国連平和維持活動(PKO)の交代要員として南スーダンに11月中旬に派遣予定の部隊は、新任務の訓練を今月25日から始める。これまでPKOに派遣された部隊は、自衛または自身の保護下にある国連職員などを守る場合のみ武器の使用が許された。安保法制のもとでは、遠隔地まで救助に赴く「駆け付け警護」や、宿営地を他国部隊と共同で守ることが可能になる。
稲田朋美防衛相は同日午前、記者団に対し「厳しさを増す中での日本の防衛、さらには憲法の許す範囲の中での自衛隊の貢献も期待をされているので、しっかりと訓練をすることが重要だと思っている」と語った。一方で、安保法制に対する国民の理解が得られているかどうかを問われ、「批判や懸念の声もあるので、しっかりとこれからも説明をしていきたい」と述べた。

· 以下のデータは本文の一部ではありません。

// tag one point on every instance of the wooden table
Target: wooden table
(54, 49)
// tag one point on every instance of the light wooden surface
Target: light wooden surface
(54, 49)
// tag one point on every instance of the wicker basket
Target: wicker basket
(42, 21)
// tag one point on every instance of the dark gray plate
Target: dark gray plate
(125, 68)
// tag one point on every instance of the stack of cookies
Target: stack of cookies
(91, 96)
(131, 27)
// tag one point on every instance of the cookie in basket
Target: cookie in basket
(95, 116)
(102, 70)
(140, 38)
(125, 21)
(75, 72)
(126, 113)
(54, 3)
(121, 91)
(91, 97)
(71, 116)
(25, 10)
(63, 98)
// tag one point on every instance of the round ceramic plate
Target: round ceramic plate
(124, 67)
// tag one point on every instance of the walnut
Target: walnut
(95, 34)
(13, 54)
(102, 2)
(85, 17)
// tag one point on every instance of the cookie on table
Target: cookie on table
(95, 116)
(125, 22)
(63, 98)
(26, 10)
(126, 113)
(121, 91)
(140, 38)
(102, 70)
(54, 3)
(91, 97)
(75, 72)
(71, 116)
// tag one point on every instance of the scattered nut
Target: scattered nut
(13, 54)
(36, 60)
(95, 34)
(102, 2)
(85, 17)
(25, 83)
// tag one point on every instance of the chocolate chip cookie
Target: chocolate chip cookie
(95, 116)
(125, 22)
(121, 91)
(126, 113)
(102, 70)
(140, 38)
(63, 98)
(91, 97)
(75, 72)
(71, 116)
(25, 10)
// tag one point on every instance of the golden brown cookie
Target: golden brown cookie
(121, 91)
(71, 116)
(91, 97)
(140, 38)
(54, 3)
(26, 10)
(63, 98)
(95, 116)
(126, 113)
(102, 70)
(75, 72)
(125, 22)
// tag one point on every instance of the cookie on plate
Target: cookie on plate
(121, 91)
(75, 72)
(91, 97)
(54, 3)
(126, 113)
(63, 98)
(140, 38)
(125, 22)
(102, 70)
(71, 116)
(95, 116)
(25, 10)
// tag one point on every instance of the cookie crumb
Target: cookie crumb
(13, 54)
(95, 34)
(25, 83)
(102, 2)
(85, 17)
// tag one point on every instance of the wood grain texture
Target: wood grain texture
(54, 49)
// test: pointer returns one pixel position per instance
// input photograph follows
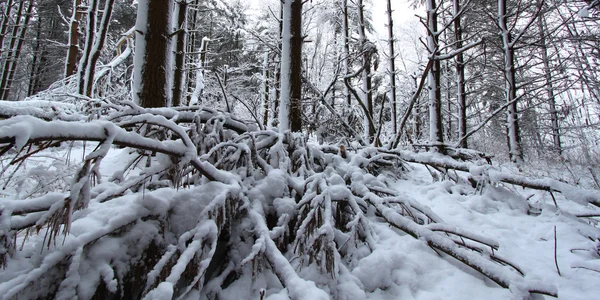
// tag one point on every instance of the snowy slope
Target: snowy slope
(112, 234)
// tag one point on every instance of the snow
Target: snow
(284, 101)
(407, 237)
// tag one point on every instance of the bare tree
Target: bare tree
(290, 108)
(73, 39)
(179, 79)
(392, 66)
(152, 44)
(14, 51)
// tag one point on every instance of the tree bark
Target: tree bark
(73, 39)
(392, 66)
(366, 73)
(512, 120)
(97, 47)
(346, 60)
(436, 137)
(179, 74)
(89, 42)
(290, 110)
(549, 86)
(460, 77)
(13, 58)
(152, 43)
(5, 20)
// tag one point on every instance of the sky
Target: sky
(401, 8)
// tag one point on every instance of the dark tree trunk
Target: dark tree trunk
(296, 67)
(73, 40)
(97, 48)
(34, 63)
(154, 91)
(549, 87)
(5, 19)
(436, 136)
(392, 66)
(178, 75)
(8, 75)
(366, 73)
(89, 41)
(346, 51)
(460, 78)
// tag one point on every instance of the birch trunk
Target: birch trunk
(436, 137)
(97, 47)
(549, 86)
(346, 59)
(89, 43)
(290, 107)
(392, 66)
(179, 74)
(73, 50)
(367, 94)
(151, 83)
(512, 121)
(460, 77)
(8, 74)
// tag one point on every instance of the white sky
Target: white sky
(401, 10)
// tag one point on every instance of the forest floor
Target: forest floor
(537, 234)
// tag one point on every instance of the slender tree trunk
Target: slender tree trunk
(346, 59)
(392, 66)
(34, 63)
(192, 41)
(73, 39)
(436, 137)
(416, 115)
(549, 86)
(8, 53)
(5, 20)
(266, 89)
(461, 94)
(89, 43)
(513, 132)
(97, 47)
(179, 74)
(152, 43)
(8, 75)
(290, 110)
(366, 73)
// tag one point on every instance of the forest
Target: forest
(299, 149)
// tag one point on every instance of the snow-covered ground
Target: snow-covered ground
(522, 221)
(414, 271)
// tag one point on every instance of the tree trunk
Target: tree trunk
(97, 47)
(346, 31)
(436, 137)
(512, 126)
(152, 51)
(549, 86)
(366, 73)
(461, 95)
(73, 39)
(89, 42)
(34, 63)
(392, 66)
(179, 74)
(13, 58)
(266, 89)
(290, 108)
(5, 20)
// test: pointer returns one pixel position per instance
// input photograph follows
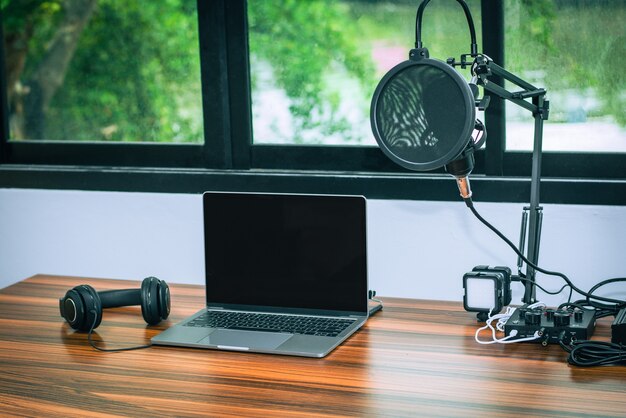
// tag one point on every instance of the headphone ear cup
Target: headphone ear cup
(91, 309)
(164, 299)
(150, 300)
(72, 308)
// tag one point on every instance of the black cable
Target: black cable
(109, 349)
(594, 353)
(549, 292)
(588, 295)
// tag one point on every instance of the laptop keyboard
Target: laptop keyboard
(292, 324)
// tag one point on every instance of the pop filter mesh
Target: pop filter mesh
(423, 116)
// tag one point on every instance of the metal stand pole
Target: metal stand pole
(532, 217)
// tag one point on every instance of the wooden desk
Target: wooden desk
(414, 358)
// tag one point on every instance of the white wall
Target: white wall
(416, 249)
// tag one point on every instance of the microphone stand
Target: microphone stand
(532, 215)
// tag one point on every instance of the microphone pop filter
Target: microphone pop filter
(422, 114)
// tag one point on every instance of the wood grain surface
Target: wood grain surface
(415, 358)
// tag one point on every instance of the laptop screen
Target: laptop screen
(286, 251)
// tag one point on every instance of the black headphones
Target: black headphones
(82, 305)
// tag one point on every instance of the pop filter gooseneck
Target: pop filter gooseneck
(423, 112)
(468, 16)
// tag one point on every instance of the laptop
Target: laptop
(285, 274)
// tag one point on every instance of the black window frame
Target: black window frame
(228, 159)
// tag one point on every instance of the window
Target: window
(97, 71)
(576, 50)
(315, 64)
(187, 96)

11月中旬の南スーダン派遣部隊に実際に新任務を付与するかどうかは、訓練の習熟度と現地情勢を勘案して国家安全保障会議(NSC)が審査。閣議で決定する。
安保法制で行使が可能になった集団的自衛権や、作戦に向かう他国軍戦闘機への弾薬の提供にまで広がった後方支援の訓練も開始する。10月以降に行う日米軍事演習「キーン・ソード」や、日米指揮所演習「ヤマザクラ」には、新任務を訓練内容に含む可能性がある。